Vous évoquez aussi la problématique du coût du travail en France…

Même débat que pour la semaine de 4 jours

En France, nous constatons aussi une distance croissante physique et matérielle entre l’endroit où travaillent les cadres/managers et celui où travaillent les producteurs. Tout cela s’inscrit dans une vision globale d’une stratégie de croissance et de compétitivité, de création d’emplois, fondée sur l’idée que le travail coûte trop cher.

Le travail est considéré par nos politiques publiques et les entreprises comme un coût qu’il faut réduire. Nous dépensons 78 milliards d’euros d’exonérations de cotisations sociales alors que les évaluations montrent qu’en termes de création d’emplois ou de compétitivité, cela n’apporte pas grand-chose. Et les entreprises ont quatre grandes actions :

  • La délocalisation pour produire moins cher (on délocalise plus en France qu’ailleurs),
  • La sous-traitance pour produire moins cher des services aux entreprises ;
  • Les salariés seniors sont considérés comme trop chers et on s’en débarrasse : par le passé avec les préretraites, et aujourd’hui avec les ruptures conventionnelles et les plans sociaux ;
  • Pour ceux qui restent en entreprise, on essaie d’accroître leur productivité quantitative.

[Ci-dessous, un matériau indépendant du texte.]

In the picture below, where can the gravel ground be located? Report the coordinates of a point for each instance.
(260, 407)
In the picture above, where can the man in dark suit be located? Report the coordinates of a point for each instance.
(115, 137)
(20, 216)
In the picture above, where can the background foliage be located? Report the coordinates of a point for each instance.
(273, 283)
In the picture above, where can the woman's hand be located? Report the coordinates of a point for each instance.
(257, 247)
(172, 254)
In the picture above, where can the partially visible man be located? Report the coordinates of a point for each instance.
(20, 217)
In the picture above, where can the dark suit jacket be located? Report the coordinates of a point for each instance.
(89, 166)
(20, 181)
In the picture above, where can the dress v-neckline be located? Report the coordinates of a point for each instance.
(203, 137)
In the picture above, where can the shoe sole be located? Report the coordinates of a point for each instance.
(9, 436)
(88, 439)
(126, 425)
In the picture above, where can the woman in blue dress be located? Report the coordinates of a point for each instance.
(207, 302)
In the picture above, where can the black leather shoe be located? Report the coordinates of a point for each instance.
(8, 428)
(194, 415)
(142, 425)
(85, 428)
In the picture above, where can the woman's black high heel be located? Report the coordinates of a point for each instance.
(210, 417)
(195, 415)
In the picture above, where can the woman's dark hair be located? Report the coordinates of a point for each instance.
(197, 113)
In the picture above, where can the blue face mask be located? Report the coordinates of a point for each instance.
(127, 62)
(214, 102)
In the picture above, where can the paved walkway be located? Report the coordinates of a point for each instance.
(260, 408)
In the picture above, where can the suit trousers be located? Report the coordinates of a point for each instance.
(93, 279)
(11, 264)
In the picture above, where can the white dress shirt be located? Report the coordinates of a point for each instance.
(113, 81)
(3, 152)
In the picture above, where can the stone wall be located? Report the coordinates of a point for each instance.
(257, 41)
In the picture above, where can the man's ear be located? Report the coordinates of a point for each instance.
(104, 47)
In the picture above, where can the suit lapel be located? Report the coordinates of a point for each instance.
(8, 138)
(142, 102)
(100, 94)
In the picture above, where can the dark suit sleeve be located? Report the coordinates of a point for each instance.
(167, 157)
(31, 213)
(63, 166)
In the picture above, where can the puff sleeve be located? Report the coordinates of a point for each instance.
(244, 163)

Dans les entreprises allemandes, a contrario, le travailleur est le cœur de la production. Il n’est du tout considéré comme un coût mais comme un investissement. C’est l’approche générale des salariés dans les pays nordiques, les Pays-Bas, en Autriche ou en Californie pour les métiers de la Tech.

Y a-t-il un lien entre absentéisme et intensification du travail ?

Dans beaucoup d’entreprises, on considère l’absentéisme comme étant le résultat de comportements individuels. Des chiffres globaux sont le signal que les conditions de travail ne sont pas satisfaisantes, usantes et conduisent à l’absentéisme.

Dans un chapitre du livre, nous donnons l’exemple des chauffeurs de bus. Le management de la RATP considère qu’ils ont amélioré les conditions de travail en mettant le moteur à l’arrière du bus, en améliorant le confort des fauteuils. Mais ils n’ont pas réalisé que les horaires sont de plus en plus durs, les personnes exposées de plus en plus à des interactions compliquées avec les clients, ce qui explique en grande partie l’absentéisme. Au lieu de regarder chaque absent, il faut se demander si l’absentéisme n’est pas l’indicateur ou le syndrome d’un problème d’organisation du travail, comme l’intensification du travail.

Pensez-vous qu’il faudra penser à de nouveaux contrats de travail pour les jeunes notamment ?

Les différences ne sont pas marquées selon les travaux qui comparent les préférences des jeunes avec les générations passées. Nous retrouvons chez les jeunes des attentes très fortes vis-à-vis du travail et le risque de déception ou l’idée de ne pas être prêt à tout accepter. Un CDI est un échange de subordination contre la sécurité. De plus en plus de gens ont le sentiment de bien voir la subordination mais moins la sécurité d’un point de vue psychologique, par exemple.

C’est le même débat que pour la semaine de quatre jours. Si c’est pour exécuter sa mission de cinq jours en quatre jours, c’est de l’intensification du travail et nous connaissons les résultats : absentéisme, burn-out, etc. Ou alors c’est la possibilité d’offrir aux salariés une capacité d’organiser leur travail avec les collègues, l’entreprise et la vie familiale, et cela occasionnera un engagement accru des salariés.